À ce propos, il m’a demandé si je voulais aller faire un tour sur la terrasse pour fumer une cigarette. Je lui ai répondu que je ne fumais pas et qu’il ferait mieux de ne pas fumer non plus, sachant que le tabac cause la mort de cinq cent mille personnes par an, aux États-Unis, mais il m’a ri au nez, comme James Spader dans Pretty in Pink.
Ensuite, je lui ai conseillé de ne pas se faire d’idées parce que j’avais déjà un petit ami. Et s’il avait vu le film sur ma vie, il saurait comment je traite les garçons qui ne s’intéressent à moi que pour mes bijoux et ma couronne.
Le prince René m’a répondu que j’étais adorable. Alors que je le priais de ne pas me faire le coup à la Enrique Inglesias, mon père est arrivé et m’a demandé si j’avais vu le Premier ministre grec. Quand je lui ai dit : « Papa, j’ai l’impression que Grand-Mère essaie de me caser avec René », il a serré les dents et a pris Grand-Mère à part pour lui parler pendant que le prince René filait draguer l’une des sœurs Hilton.
Grand-Mère est venue me trouver après et m’a dit que j’étais ridicule. Elle voulait juste que je danse avec le prince René parce que ça faisait une jolie photo pour Newsweek. Et si le magazine publiait en plus un petit article sur nous, ça attirerait les touristes.
J’ai rétorqué qu’un afflux de touristes était exactement ce qu’il fallait éviter, étant donné l’infrastructure vacillante de notre pays.
Si mon palais avait été racheté par un fabricant de chaussures, je serais assez désespérée, mais pas au point de faire des avances à une fille qui doit veiller au bien-être de tout un peuple, et qui a déjà un petit ami, de toute façon.
Cela dit, si Newsweek publie la photo, peut-être que Michael sera jaloux de René, comme Mr.

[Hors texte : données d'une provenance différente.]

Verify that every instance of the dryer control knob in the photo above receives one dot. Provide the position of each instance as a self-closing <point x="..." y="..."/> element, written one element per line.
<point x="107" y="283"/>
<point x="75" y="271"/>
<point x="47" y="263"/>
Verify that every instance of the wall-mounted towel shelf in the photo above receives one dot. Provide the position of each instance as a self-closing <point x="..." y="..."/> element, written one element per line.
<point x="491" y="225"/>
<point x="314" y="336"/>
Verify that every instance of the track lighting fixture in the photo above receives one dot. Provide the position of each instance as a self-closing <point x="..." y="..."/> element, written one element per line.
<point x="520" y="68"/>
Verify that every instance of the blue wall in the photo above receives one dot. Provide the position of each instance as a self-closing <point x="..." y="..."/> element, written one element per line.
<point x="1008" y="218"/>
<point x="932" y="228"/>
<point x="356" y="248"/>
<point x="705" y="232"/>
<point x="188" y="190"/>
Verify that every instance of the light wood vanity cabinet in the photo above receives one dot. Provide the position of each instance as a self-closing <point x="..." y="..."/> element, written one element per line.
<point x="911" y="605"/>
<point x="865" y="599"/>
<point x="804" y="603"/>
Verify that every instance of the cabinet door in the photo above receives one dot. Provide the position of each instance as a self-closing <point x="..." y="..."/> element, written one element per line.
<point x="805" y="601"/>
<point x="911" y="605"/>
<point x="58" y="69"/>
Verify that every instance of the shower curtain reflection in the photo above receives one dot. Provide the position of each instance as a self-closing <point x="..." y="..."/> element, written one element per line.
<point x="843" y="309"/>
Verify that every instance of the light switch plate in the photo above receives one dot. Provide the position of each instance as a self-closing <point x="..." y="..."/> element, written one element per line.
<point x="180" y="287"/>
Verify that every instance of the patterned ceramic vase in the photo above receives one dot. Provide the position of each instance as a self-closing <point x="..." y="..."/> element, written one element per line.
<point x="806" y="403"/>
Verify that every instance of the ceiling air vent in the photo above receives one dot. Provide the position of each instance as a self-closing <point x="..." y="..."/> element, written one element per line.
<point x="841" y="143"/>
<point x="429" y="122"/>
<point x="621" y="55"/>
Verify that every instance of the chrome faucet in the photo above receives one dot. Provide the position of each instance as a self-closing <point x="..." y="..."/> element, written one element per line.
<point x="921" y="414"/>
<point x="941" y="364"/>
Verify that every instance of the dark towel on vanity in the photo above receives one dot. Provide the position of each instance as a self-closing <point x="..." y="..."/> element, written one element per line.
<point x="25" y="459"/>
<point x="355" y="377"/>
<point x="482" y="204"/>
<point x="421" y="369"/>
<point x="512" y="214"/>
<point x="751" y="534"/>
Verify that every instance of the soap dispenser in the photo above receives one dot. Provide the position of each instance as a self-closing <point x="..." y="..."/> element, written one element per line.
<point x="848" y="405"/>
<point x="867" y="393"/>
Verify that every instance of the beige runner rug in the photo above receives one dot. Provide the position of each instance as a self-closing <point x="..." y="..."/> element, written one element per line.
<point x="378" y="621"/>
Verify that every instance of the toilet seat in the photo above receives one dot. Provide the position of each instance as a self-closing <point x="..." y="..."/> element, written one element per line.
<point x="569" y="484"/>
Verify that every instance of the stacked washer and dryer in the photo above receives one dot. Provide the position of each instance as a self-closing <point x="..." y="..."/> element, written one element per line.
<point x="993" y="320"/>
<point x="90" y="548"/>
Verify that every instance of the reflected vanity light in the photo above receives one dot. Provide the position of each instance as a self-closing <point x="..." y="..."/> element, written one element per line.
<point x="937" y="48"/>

Rochester avec Saint-John !!!!!
Deux jours, huit heures et dix minutes avant de revoir Michael.
JE N’EN PEUX PLUS !!!!!!!!!!!
Lundi 19 janvier, 3 heures
de l’après-midi
Dans le jet privé de Genovia à plus de dix mille mètres
d’altitude
Je n’arrive pas à croire :
a) que mon père soit resté à Genovia pour régler la crise des parcmètres au lieu de retourner à New York avec moi ;
b) qu’il ait cru Grand-Mère quand elle lui a dit que, compte tenu de ma piètre prestation à Genovia, je devais continuer à prendre des leçons de princesse ;
c) qu’elle (sans parler de Rommel) m’accompagne à New York. CE N’EST PAS JUSTE. J’ai respecté ma part du contrat. Je n’ai pas manqué une seule leçon de princesse, j’ai eu la moyenne en maths, j’ai fait mon discours devant le peuple de Genovia.
Grand-Mère dit que contrairement à ce que je pense, je dois encore apprendre des tas de choses avant de pouvoir gouverner mon pays. Est-ce qu’elle croit vraiment que je suis dupe ? Je sais très bien pourquoi elle m’accompagne : pour continuer à me torturer. C’est son hobby en ce moment. En fait, elle est naturellement douée pour ça. Peut-être même que c’est inné chez elle.
Elle a la chance de m’avoir. Mais ce n’est quand même pas juste.
Avant de partir, mon père m’a donné cent euros. Il a promis de me dédommager d’une façon ou d’une autre si je faisais en sorte que ça se passe bien avec Grand-Mère.
Mais rien ne pourrait me dédommager de ça. Rien.
Quand il m’a dit que c’était juste une vieille dame inoffensive et que je devais profiter d’elle tant que c’était possible, parce qu’un jour elle ne serait plus là, je l’ai regardé comme s’il avait perdu la tête. Il a dû se rendre compte à ce moment de ce qu’il venait de dire car il a aussitôt ajouté : « O.K. Je donnerai deux cents dollars par jour à Greenpeace si ça se passe bien. »
C’est le double de ce qu’il verse déjà en mon nom à mon organisation préférée. J’espère sincèrement que les gens de Greenpeace apprécient le sacrifice que je fais pour eux.
Bref, Grand-Mère vient avec moi à New York. Rommel aussi, bien sûr. Elle lui a enfilé un petit manteau. Le pauvre ! Ses poils commençaient à peine à repousser.
J’ai dit à mon père que d’accord, je reprendrais des leçons de princesse pendant les deux prochains trimestres, mais qu’il avait intérêt à être très clair avec Grand-Mère sur une chose : j’ai déjà un petit ami. Qu’elle n’essaie pas de me saboter ça ou de me caser avec le prince René. Je me fiche du nombre de titres qu’il a, mon cœur appartient au bel écuyer, Mr. Michael Moscovitz.
Mon père a répondu qu’il verrait ce qu’il pouvait faire. Le problème, c’est que je ne suis pas sûre qu’il m’ait bien écoutée dans la mesure où Miss République tchèque se tenait à côté de lui et tortillait son écharpe d’un air impatient.
En attendant, j’ai prévenu Grand-Mère de se tenir à carreau en ce qui concernait Michael.
« Je ne veux plus t’entendre me dire que je suis trop jeune pour être amoureuse, ai-je déclaré pendant le déjeuner (saumon poché pour Grand-Mère, trois salades de haricots pour moi). Je suis suffisamment grande pour connaître mon cœur, donc suffisamment âgée pour le donner à qui je veux. »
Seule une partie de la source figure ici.